Memang dalam praktek ada yang menyalah-kaprahkan dua istilah di atas, 
yaitu dianggap khalwat itu ya ikhtilat. Wabil khusus, khalwat 
adalah 'berduaan' dengan lain jenis yang bukan mahram. Bisa jadi ini 
berasal dari sebuah hadis yang isinya adalah larangan buat dua orang 
berlainan jenis kelamin yang bukan mahram untuk berdua-duaan. Bunyi 
hadis2nya itu demikian, 

"Ibnu Abbas ra. berkata: Aku telah mendengar Nabi saw. berkhutbah 
beliau bersabda: "Janganlah ada seorang laki-laki menyepi/menyendiri 
dengan seorang wanita melainkan ia membawa/bersama mahramnya. Dan 
janganlah seorang wanita bepergian kecuali bersama mahramnya". 
Seseorang bertanya: Wahai Rasulullah, sesungguhnya isteriku keluar 
untuk menunaikan haji, sedangkan aku ikut serta dalam peperangan 
ini ... ini. Rasulullah bersabda: "Berangkatlah haji bersama 
isterimu".(HR. Muslim)" Hadis serupa juga diriwatkan oleh Bukhari dan 
Tirmidzi.

Sekarang mari kita lihat hubungan khalwat spt disebut hadis di atas 
dan pacaran. Pacaran sendiri sec garis besar adalah hubungan dua 
orang manusia berlainan jenis yang bentuk bisa sekadar tatap muka 
hingga hubungan fisik. Pacaran sendiri berasa dari pacar, yaitu orang 
yang dijadikan teman intim dari lawan jenisnya. Persisnya, PACAR 
sesuai entri di Kamus Besar Bahasa Indonesia (KBBI) adalah [1] teman 
lawan jenis yang tetap dan mempunyai hubungan bathin, biasanya untuk 
menjadi tunangan, [2] tunangan atau [3] kekasih. Bentuk verba atau 
kara kerjanya adalah BERPACARAN atau disingkat juga PACARAN yang 
menurut KBBI diartikan dengan bercinta, berkasih-kasihan kedua 
remaja. 

Keberatan bahwa berpacaran itu tidak sampai berhubungan intim 
sebetulnya partial truth, artinya memang pacaran tidak melulu about 
sex di negeri ini sec umum, beda dengan ukuran moral di negara 
kampiun demokrasi, misalnya, atau dalam kasus yang tidak terlalu 
terbuka, justru tidak sedikit di negeri ini yang mulai 'meniru' pola 
pacaran a la negeri kampiun demokrasi itu. Tapi saya pernah tahu 
bahwa sebagian remaja putri yang berdiam di daerah elit kebayoran di 
tahun 60-an, sudah tidak lagi perawan ketika menikah. Fakta yang saat 
ini bukan milik elit saja, tapi sudah umum di segala lapisan, untuk 
daerah tertentu. Fakta ini berlaku buat muslim dan nonmus. Jumlah mus 
mungkin banyak tapi prosentasi mungkin sama.

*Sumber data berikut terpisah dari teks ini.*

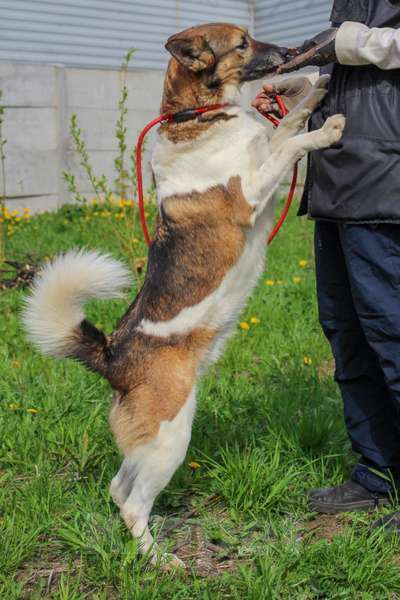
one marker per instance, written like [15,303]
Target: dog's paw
[322,83]
[317,92]
[333,128]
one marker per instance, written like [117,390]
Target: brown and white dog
[216,176]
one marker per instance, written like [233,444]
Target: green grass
[268,428]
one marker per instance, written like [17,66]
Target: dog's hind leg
[122,483]
[154,465]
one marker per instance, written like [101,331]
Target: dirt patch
[210,547]
[326,369]
[323,527]
[49,573]
[16,274]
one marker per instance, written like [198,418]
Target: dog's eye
[243,45]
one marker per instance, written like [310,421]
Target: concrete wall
[39,101]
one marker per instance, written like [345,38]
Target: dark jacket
[358,179]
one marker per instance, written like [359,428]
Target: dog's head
[223,54]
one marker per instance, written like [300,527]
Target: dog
[216,175]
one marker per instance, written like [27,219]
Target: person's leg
[367,403]
[372,256]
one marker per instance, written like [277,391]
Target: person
[352,191]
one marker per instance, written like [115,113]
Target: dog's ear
[193,52]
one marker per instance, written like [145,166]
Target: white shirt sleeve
[356,44]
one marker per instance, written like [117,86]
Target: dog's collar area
[191,113]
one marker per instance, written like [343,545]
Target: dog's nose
[288,53]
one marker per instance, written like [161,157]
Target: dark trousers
[358,288]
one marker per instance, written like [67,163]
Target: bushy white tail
[54,310]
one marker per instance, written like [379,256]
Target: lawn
[268,427]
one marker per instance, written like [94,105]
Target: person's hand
[292,90]
[318,51]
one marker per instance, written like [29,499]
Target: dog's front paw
[317,93]
[322,83]
[333,128]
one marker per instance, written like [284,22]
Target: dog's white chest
[227,150]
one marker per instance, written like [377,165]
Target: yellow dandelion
[194,465]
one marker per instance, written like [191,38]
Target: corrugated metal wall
[290,22]
[97,33]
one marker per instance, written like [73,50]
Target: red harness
[187,115]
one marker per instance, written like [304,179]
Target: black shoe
[390,523]
[350,496]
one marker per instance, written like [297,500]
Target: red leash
[187,115]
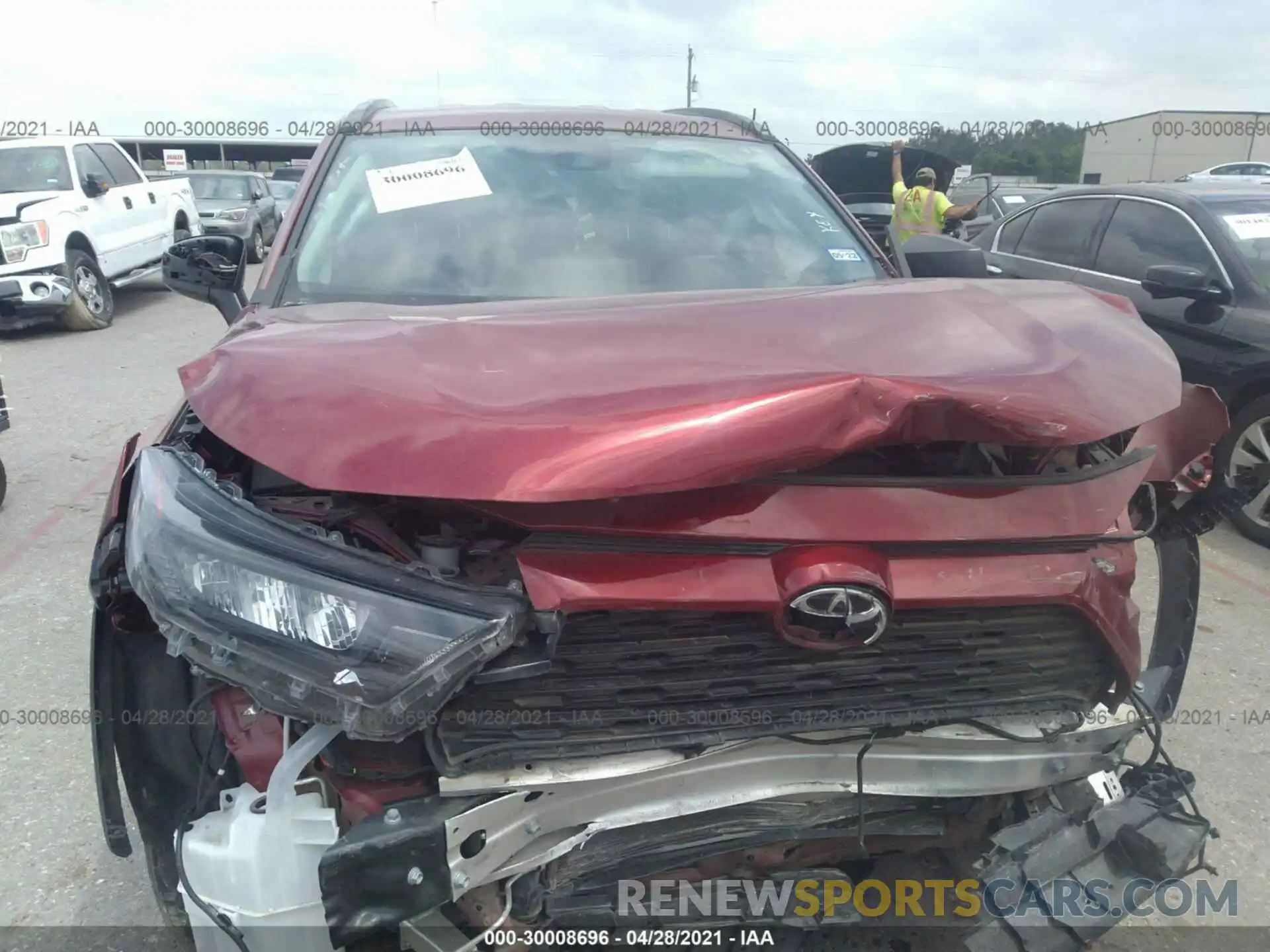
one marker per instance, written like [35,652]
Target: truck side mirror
[95,186]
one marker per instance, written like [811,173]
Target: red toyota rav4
[582,500]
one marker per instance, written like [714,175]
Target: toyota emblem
[836,616]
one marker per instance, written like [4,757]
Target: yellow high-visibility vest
[910,219]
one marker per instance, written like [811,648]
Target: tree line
[1052,151]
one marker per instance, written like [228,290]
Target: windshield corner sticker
[1249,226]
[429,182]
[843,254]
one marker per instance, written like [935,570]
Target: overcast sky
[798,63]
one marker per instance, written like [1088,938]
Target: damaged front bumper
[31,299]
[484,828]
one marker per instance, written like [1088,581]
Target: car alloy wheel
[1253,448]
[88,290]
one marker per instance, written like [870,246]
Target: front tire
[92,305]
[255,247]
[1245,446]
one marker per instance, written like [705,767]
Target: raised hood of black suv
[864,168]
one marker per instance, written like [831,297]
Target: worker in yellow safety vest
[921,210]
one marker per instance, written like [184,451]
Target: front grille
[626,682]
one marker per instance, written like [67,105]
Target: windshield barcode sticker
[429,182]
[1249,226]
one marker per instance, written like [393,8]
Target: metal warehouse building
[1164,145]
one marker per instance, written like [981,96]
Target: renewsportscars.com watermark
[919,899]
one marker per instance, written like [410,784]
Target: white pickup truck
[79,219]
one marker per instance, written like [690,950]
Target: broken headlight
[312,629]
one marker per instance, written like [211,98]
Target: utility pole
[436,31]
[690,77]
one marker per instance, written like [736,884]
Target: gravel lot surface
[77,397]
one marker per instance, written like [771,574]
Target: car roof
[1173,192]
[470,117]
[63,141]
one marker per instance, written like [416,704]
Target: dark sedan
[1195,262]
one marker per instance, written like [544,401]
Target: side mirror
[95,186]
[937,257]
[211,270]
[1165,281]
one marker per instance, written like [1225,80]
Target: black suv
[1195,262]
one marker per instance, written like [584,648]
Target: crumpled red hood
[556,400]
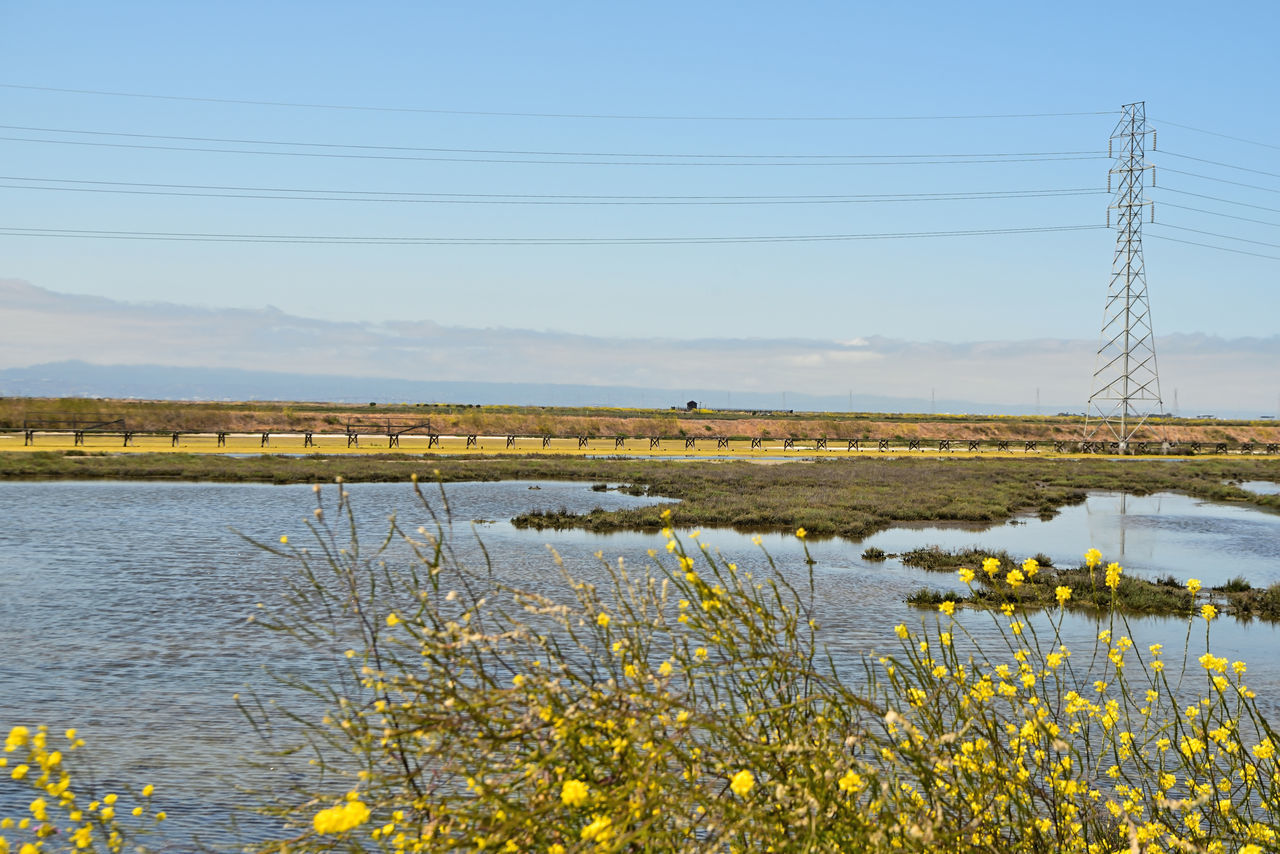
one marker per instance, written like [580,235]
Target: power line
[1214,213]
[1224,237]
[551,154]
[552,115]
[511,241]
[558,163]
[1215,133]
[213,191]
[1210,246]
[1225,201]
[1221,181]
[1219,163]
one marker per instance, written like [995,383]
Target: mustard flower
[338,820]
[851,781]
[575,793]
[17,738]
[600,830]
[1114,571]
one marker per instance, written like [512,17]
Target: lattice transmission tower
[1125,382]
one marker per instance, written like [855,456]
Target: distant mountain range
[156,382]
[67,345]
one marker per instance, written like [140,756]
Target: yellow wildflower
[1114,571]
[575,793]
[338,820]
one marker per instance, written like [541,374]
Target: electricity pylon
[1125,382]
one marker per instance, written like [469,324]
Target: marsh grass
[689,706]
[850,498]
[1165,596]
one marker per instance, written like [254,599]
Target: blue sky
[1210,68]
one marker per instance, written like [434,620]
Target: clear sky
[461,158]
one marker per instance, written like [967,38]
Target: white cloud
[39,325]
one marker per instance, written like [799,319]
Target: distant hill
[155,382]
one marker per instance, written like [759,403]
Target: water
[124,606]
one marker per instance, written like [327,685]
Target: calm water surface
[124,606]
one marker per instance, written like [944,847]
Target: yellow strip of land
[329,444]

Tapi bagi sebagian besar pelaku pacaran di negeri ini, dengan asumsi 
yang umum adalah yang belum menikah, pacaran memang not all about 
sex. Tapi by definition, necking, petting dan kissing saya anggap 
masuk definisi sex dan saya yakin ini termasuk sex yang non-sex yang 
praktis umum dilakukan saat pacaran. Tapi jauh lebih umum adalah 
affextinate touch, seperti holding hands, berpelukan (entah side to 
side atau against each other) atau saling membelai. Ah anak-anak 
sekarang tidak jarang ko melihat itu, entah real time, real life, 
atau di layar kaca. Undeniable proof.

Yang manapun yang dilakukan, saya lihat wajar jika yang 
namanya 'ikhwan' dan 'akhwat' itu punya anggapan yang namanya pacaran 
yang jelas haram, bukan kata ulama atau siapa pun, tapi begitulah 
firman Allah yang melarang MENDEKATI zina. Nah kalo mendekat saja 
haram, tentu melakukannya jelas sangat sangat dilarang, if there's 
such thing as 'more than HARAM"! Masalahnya ada yang mau menerima 
bahwa 'mendekati zina' itu adalah pacaran, ada yang tidak terima 
dengan asumsi di atas, bahwa pacaran is not sex, walau tidak sedikit 
yang doing non-sex sex spt di penjelasan di atas.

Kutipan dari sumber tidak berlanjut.